The system then analyzes those tables, and constructs both the access rule table and the expression table. For table that is referenced in the FROM clause, the analysis process uses information in the catalog and other data related statistics such as then number of rows in each table, blocking factors, and column distribution statistics. The access rule table contains a rule entry for each possible access method (for example, table scan or index lookup) for each table. The expression table has one entry for each conditional expression specified in the WHERE clause. These tables drive the actual optimization process.

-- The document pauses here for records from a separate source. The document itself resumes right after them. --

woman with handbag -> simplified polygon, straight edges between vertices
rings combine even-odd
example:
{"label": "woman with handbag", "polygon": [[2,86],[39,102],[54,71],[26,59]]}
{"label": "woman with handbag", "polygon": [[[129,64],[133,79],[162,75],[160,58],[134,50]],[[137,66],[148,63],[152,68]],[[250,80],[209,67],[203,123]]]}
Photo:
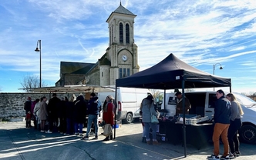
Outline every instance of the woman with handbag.
{"label": "woman with handbag", "polygon": [[[145,126],[147,145],[159,145],[160,143],[157,140],[157,123],[151,122],[153,116],[155,116],[154,118],[157,116],[153,107],[153,98],[151,95],[142,100],[140,110],[142,111],[142,122]],[[150,138],[150,128],[152,129],[153,142],[151,142]]]}
{"label": "woman with handbag", "polygon": [[[105,125],[105,127],[106,126],[108,126],[108,127],[110,126],[109,128],[111,128],[111,131],[112,131],[112,126],[114,125],[114,116],[115,116],[114,98],[112,95],[108,95],[106,98],[106,104],[105,105],[105,103],[104,103],[104,105],[103,105],[103,122],[105,122],[106,125],[109,124],[109,125]],[[105,130],[105,128],[104,128],[104,130]],[[109,141],[109,137],[110,137],[110,140],[112,140],[113,139],[112,133],[110,134],[110,135],[106,136],[106,138],[103,139],[103,141]]]}

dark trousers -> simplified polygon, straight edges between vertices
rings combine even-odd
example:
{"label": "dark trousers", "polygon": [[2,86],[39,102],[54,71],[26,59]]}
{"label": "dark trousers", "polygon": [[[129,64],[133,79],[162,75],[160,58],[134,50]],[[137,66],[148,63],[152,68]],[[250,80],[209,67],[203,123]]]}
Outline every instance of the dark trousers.
{"label": "dark trousers", "polygon": [[241,118],[236,118],[234,121],[231,121],[231,125],[227,131],[227,138],[231,153],[234,153],[235,151],[239,151],[240,142],[237,138],[237,132],[241,126],[242,122]]}
{"label": "dark trousers", "polygon": [[59,132],[62,133],[66,133],[66,119],[64,118],[59,118]]}

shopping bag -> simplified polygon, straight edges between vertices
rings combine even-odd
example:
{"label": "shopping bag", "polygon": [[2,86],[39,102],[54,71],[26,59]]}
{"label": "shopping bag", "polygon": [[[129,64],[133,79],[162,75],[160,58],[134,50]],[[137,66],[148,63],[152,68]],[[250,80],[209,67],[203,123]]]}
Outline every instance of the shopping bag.
{"label": "shopping bag", "polygon": [[112,127],[110,124],[106,124],[104,125],[104,132],[103,132],[103,135],[109,136],[112,135]]}
{"label": "shopping bag", "polygon": [[154,115],[151,115],[151,123],[158,124],[159,121]]}

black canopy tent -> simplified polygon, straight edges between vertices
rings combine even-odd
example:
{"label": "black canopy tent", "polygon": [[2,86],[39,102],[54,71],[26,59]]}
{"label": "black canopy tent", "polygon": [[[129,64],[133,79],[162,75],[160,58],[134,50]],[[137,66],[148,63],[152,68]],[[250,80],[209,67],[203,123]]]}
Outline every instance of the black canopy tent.
{"label": "black canopy tent", "polygon": [[[163,61],[148,69],[129,77],[116,79],[116,92],[117,87],[163,89],[164,92],[166,89],[182,88],[183,93],[184,88],[230,87],[230,92],[231,92],[231,78],[215,76],[197,69],[180,60],[171,53]],[[184,94],[183,98],[184,98]],[[184,102],[183,108],[185,108]],[[186,157],[184,111],[185,109],[184,109],[183,114],[183,125],[184,155]]]}

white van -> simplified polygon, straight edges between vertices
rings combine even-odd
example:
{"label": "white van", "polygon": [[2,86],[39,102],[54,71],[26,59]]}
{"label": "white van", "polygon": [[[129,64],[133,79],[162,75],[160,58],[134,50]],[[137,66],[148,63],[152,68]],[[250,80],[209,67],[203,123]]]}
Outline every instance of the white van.
{"label": "white van", "polygon": [[[135,118],[140,118],[140,107],[141,102],[147,96],[150,91],[143,88],[118,88],[116,96],[116,119],[123,120],[126,123],[131,123]],[[107,95],[115,98],[115,92],[99,92],[98,97],[102,105]]]}
{"label": "white van", "polygon": [[[228,92],[227,92],[227,94]],[[239,138],[241,142],[256,144],[256,102],[239,93],[233,92],[240,102],[244,112],[242,118],[242,127],[239,129]],[[166,107],[162,103],[161,108],[166,108],[170,115],[175,114],[174,93],[166,94]],[[191,108],[190,114],[200,115],[201,117],[207,116],[211,119],[214,108],[212,107],[216,100],[216,92],[190,92],[185,96],[190,100]]]}

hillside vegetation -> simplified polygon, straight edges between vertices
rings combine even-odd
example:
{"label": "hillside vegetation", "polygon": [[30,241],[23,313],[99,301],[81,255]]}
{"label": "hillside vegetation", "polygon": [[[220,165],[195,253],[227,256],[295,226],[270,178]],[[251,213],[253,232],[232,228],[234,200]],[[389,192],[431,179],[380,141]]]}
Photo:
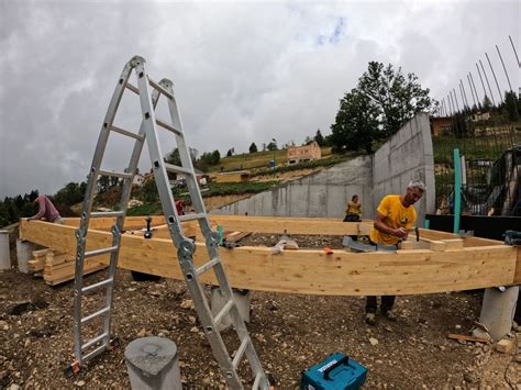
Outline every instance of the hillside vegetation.
{"label": "hillside vegetation", "polygon": [[[321,147],[322,158],[331,156],[331,147]],[[256,153],[243,153],[231,157],[222,157],[219,164],[209,166],[208,172],[232,171],[242,169],[262,169],[268,168],[269,161],[274,159],[277,167],[287,165],[287,149],[265,151]]]}

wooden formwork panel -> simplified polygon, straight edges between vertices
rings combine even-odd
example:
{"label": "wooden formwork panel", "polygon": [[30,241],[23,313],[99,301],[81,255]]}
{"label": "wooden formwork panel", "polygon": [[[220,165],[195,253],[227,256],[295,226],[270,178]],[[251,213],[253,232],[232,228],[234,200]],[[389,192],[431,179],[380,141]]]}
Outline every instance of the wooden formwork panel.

Finally, the optimizer determines the plan with the lowest total cost. An execution plan basically consists of a series of steps (one step for each table listed in the FROM clause), of how the table in that particular plan step will be accessed. The possible access rules that can be applied at that step are sorted by their cost so that the first candidate rule is the cheapest. The optimizer's goal is to select one access rule for each step that minimizes the total cost of the complete execution plan. As the optimizer iterates through the steps, the cost of the candidate plan is updated. As soon as a candidate plan's cost exceeds the cost of the currently best complete plan, the candidate plan is abandoned at its current step and the next rule for that step is then tested. Conditional expressions that are incorporated into the plan are deleted from the expression tree so that they are not redundantly executed.